Con cinco finales de Copa perdidas en los últimos trece años, la Supercopa ha llevado a Bilbao las mayores celebraciones de la época moderna. Aquel 4-0 al Barça en San Mamés en 2015 con el que los leones encarrilaron su primer título oficial en más de dos décadas o el empate ‘in extremis’ de Asier Villalibre el año pasado en la final disputada en La Cartuja, con victoria en la prórroga y celebración trompetera del ‘Búfalo’ incluidas, le sacan al aficionado rojiblanco una sonrisa.

La vacuna, obligatoria para acceder al país saudí

En días marcados por el caso de Djokovic y su polémica entrada en Australia sin estar vacunado contra la covid-19, Arabia Saudí recibe a los cuatro equipos que disputan la Supercopa de España bajo la obligación de presentar la pauta completa de vacunación para acceder al país. Así ha sido también en el caso de los jugadores, que en algún caso hasta ahora no tenían la doble dosis por decisión propia, sin que esta situación les impidiese viajar y jugar junto al resto de compañeros más allá del protocolo sanitario de LaLiga.

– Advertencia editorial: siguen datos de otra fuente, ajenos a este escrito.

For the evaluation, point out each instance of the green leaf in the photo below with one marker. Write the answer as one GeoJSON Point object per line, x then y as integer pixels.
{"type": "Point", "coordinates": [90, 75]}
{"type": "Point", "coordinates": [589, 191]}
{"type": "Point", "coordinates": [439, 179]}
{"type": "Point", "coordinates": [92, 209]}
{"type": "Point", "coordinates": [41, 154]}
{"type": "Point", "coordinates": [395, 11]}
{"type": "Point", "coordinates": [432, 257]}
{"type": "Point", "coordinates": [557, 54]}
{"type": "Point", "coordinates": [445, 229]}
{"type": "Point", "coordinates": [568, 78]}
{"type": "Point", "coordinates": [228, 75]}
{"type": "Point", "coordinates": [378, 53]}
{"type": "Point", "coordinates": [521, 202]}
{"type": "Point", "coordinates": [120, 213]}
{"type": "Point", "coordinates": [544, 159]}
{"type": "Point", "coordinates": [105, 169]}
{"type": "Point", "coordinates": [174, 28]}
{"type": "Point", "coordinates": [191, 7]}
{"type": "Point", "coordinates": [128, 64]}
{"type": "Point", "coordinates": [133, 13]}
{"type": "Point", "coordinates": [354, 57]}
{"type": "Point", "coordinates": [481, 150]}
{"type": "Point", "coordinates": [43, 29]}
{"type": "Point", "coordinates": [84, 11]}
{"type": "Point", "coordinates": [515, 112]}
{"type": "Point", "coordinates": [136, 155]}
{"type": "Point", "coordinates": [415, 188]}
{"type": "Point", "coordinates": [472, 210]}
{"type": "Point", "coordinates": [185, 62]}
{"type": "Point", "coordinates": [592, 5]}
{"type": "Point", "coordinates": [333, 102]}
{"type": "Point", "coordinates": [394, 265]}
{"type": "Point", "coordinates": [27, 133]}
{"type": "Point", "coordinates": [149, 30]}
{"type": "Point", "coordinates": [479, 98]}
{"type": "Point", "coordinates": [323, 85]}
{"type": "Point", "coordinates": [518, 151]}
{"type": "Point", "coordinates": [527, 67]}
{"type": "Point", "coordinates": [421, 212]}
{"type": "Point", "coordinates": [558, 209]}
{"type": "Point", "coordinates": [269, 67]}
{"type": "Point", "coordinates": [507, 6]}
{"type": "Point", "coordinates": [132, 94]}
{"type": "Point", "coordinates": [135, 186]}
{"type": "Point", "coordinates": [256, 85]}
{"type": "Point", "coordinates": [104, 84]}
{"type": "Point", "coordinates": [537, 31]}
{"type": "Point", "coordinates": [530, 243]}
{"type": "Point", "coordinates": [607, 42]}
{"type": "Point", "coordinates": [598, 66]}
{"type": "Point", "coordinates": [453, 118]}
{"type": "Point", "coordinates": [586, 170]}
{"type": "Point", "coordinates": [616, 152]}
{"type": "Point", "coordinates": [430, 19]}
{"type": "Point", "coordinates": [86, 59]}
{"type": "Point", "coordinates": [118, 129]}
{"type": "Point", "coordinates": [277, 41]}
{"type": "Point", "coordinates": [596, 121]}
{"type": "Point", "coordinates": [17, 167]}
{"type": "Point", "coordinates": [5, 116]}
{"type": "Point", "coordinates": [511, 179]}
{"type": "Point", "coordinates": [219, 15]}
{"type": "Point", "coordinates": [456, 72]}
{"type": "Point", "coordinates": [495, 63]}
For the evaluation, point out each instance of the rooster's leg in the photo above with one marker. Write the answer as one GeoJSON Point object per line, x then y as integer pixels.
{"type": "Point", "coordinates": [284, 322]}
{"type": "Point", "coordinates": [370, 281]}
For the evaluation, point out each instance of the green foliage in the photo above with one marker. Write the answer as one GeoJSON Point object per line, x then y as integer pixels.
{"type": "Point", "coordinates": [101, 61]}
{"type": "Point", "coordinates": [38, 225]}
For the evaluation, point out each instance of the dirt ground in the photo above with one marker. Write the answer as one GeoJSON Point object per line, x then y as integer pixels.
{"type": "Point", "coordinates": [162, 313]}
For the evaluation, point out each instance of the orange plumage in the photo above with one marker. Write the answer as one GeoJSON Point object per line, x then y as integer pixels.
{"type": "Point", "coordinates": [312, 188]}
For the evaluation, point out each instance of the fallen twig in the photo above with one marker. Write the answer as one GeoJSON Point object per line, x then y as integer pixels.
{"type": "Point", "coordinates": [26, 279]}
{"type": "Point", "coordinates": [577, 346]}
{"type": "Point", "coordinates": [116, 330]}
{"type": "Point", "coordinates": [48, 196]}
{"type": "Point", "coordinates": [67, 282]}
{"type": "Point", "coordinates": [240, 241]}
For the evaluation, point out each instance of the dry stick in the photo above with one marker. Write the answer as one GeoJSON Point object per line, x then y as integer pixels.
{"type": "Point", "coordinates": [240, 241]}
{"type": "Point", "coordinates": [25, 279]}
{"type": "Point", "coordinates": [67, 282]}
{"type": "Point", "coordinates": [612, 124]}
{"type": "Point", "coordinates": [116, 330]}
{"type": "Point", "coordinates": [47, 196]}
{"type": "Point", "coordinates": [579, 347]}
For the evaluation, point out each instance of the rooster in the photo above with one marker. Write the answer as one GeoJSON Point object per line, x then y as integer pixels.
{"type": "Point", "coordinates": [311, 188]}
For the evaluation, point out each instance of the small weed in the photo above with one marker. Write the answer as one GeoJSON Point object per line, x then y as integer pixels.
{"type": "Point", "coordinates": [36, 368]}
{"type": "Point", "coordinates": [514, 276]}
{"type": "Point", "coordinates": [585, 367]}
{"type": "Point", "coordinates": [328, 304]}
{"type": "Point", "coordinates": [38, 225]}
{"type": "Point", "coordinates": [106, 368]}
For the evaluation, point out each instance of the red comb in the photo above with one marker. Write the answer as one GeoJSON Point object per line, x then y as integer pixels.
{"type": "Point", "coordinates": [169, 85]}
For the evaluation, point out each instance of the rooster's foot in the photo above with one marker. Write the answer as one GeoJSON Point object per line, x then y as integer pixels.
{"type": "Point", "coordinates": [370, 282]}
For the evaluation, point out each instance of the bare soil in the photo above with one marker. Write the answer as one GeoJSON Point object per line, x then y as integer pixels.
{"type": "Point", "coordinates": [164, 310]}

Ahora, y ante el desplazamiento a un país con una política más dura en materia de entrada a su territorio, aquellos futbolistas o trabajadores de los clubes que no hubieran completado la pauta completa de vacunación -al menos las dos primeras dosis, pues Arabia Saudí tampoco reconoce como segura la administración de una sola a personas contagiadas recientemente- han tenido unas semanas de margen para cumplir con los requisitos exigidos y participar con normalidad en el torneo.

Más allá del acceso al país, las autoridades saudíes han endurecido sus medidas ante la expansión de la variante Ómicron. En Riad, sede de la Supercopa, es obligatorio el uso de mascarilla tanto en interiores como al aire libre. Bajo estas premisas y debido a la situación sanitaria actual, los equipos apenas tomarán contacto con la realidad exterior en Arabia Saudí, limitando totalmente sus rutinas durante la semana a los hoteles y los desplazamientos hasta los campos de entrenamiento y el estadio de juego, todos en la capital saudí.